PROJECT SUMMARY
Meharry Medical College and the Icahn School of Medicine at Mt. Sinai are proposing to co‐host a
five‐year, in‐person, conference series on the Exposome across the Life Course with an environmental
justice lens. This five‐year, conference series will examine the science behind environmental justice.
Year one will promote the use of a child exposome and environmental justice lens in research on child
health and development with a long‐term goal of advancing health equity and environmental justice.

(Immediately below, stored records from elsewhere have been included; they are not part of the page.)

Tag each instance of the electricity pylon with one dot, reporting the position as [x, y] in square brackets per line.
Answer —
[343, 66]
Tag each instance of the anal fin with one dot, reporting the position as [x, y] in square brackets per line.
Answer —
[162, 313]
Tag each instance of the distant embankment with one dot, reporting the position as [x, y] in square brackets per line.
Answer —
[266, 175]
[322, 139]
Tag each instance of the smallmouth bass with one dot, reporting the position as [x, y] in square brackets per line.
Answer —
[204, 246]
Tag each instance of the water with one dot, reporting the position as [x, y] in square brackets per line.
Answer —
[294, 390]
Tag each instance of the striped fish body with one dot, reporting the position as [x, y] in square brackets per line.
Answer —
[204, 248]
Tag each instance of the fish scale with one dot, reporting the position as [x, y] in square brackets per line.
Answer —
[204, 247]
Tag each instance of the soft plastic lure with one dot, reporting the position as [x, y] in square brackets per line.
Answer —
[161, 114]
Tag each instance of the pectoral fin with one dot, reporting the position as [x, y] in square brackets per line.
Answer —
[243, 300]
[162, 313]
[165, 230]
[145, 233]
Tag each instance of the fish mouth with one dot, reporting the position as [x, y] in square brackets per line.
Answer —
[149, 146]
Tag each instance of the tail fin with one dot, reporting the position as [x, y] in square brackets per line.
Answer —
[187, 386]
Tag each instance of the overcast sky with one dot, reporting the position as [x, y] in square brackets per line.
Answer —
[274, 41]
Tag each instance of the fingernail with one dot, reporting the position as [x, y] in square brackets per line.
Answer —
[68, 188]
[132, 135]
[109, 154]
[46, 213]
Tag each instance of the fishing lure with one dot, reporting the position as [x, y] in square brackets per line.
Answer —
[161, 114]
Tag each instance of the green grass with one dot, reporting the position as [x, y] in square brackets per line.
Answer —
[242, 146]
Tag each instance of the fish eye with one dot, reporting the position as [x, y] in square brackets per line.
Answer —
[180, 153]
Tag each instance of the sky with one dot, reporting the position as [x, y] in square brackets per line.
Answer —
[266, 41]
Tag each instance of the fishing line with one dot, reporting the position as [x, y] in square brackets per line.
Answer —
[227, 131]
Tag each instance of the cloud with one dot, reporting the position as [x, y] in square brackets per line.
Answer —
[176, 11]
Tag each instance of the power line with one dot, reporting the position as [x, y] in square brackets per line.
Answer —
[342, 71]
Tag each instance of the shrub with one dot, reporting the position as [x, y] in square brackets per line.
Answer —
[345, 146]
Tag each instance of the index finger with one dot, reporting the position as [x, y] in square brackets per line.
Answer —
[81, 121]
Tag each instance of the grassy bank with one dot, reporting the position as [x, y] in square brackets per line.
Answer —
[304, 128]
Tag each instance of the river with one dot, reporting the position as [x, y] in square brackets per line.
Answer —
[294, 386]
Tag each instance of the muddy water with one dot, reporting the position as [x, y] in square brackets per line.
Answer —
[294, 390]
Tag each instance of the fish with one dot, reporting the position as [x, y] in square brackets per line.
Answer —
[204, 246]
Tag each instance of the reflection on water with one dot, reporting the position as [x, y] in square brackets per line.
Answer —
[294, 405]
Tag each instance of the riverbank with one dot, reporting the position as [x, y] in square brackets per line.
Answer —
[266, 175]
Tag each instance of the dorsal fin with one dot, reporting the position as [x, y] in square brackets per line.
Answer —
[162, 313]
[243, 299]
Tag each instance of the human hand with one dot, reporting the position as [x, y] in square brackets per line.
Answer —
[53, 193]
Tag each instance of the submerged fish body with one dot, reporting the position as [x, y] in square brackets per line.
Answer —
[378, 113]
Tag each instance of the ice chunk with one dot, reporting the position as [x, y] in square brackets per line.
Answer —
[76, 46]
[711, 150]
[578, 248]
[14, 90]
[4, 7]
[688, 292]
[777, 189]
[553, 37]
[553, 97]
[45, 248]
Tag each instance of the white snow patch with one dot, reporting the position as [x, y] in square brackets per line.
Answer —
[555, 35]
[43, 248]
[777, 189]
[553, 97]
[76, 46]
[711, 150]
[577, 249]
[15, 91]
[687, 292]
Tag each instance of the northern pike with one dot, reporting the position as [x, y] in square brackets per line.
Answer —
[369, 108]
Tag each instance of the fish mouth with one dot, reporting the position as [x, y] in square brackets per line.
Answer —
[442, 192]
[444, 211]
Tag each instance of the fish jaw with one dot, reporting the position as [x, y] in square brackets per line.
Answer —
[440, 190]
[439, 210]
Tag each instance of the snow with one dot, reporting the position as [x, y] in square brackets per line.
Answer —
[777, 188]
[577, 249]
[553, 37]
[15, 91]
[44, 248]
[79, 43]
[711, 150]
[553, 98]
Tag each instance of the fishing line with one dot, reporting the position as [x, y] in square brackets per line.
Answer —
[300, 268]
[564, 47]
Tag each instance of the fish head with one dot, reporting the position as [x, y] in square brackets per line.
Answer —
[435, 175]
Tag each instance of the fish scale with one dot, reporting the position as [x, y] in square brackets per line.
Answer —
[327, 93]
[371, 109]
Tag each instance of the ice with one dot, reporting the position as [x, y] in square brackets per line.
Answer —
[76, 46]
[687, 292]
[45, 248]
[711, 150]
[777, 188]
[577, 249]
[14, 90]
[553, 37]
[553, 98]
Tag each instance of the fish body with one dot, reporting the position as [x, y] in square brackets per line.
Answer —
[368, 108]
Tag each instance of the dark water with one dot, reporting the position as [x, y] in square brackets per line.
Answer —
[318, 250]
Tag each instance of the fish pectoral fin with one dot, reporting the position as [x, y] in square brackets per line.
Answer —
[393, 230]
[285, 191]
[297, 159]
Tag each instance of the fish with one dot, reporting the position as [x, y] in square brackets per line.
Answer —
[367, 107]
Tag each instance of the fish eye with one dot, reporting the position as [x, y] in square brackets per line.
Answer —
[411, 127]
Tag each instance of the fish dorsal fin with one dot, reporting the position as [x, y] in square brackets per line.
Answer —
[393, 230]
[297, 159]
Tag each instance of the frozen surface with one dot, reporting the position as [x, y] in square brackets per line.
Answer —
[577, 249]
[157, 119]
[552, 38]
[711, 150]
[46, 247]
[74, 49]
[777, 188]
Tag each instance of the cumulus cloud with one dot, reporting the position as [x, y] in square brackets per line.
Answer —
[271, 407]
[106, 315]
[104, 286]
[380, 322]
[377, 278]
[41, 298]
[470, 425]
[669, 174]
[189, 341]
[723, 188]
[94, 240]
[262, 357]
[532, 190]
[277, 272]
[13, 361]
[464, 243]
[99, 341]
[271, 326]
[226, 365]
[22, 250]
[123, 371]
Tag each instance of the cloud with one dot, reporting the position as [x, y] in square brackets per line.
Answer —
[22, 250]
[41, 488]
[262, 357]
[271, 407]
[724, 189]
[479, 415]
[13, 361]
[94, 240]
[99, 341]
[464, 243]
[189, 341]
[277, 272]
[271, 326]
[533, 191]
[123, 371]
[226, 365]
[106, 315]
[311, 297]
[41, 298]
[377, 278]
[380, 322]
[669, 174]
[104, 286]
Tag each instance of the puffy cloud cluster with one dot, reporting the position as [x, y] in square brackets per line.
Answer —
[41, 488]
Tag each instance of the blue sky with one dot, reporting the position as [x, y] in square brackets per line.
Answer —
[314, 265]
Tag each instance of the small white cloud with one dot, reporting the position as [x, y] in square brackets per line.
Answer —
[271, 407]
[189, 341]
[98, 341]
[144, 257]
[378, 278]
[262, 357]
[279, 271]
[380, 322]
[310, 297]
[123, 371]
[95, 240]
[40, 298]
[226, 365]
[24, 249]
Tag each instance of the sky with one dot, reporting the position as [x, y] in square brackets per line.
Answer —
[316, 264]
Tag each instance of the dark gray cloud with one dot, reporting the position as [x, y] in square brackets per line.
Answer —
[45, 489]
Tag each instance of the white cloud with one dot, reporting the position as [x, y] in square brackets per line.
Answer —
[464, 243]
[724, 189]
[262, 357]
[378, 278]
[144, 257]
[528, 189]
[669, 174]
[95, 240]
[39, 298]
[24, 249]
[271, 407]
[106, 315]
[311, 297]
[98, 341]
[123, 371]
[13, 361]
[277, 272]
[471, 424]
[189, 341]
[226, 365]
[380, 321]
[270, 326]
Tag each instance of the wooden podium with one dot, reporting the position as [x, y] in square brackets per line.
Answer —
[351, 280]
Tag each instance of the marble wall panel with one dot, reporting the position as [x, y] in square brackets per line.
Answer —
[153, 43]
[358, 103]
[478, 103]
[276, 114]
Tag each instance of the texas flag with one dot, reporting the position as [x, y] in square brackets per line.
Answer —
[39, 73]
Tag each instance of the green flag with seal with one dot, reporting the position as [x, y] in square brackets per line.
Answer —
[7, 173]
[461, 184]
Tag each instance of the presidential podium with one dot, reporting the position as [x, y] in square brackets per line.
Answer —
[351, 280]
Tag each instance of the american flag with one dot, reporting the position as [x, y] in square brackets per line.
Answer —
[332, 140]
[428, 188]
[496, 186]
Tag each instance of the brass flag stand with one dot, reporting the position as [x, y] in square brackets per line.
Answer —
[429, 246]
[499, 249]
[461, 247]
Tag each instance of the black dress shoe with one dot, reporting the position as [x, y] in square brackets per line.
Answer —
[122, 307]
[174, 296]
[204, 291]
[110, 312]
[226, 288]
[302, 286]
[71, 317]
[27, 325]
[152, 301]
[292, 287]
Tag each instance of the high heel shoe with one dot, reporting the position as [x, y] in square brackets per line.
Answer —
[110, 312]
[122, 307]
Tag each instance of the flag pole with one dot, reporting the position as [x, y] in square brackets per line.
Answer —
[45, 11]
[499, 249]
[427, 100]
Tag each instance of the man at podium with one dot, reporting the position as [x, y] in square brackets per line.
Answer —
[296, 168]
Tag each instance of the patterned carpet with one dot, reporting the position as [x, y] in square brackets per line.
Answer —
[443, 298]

Childhood is a time of rapid growth and differentiation biologically and is radically different than adult
biology and behavior. If the timing of a toxic exposure corresponds to a life stage during which growth is
particularly rapid, the potential impact of that exposure is multiplied by offsetting the developmental
trajectory of the child. For example, low level lead poisoning is most common at age 2‐3 years because
of hand to mouth behavior that is normal at this age. In addition, this age is also the peak of synaptic
pruning in the developing brain, a process by which environmental inputs shape a child's life long
synaptic network of neurons that drive neurocognition and neurobehavior. Children's unique age‐
related patterns of exposure and their developmentally defined windows of susceptibility magnify the
long-term health impacts of environmental injustice. Effectively promoting child health and reducing
disparities in personal and population‐health outcomes requires an understanding of the pathways
through which environmental exposures lead to the onset, progression, and outcomes of disease and
population level disparities. While we cannot do much to change our genes, emerging research shows
that identifying and managing environmental hazards offers the best hope for prevention and improving
population health. This conference will address subsequent life stages (adolescence, young adulthood
(including pregnancy, middle age, and older adulthood) in subsequent years.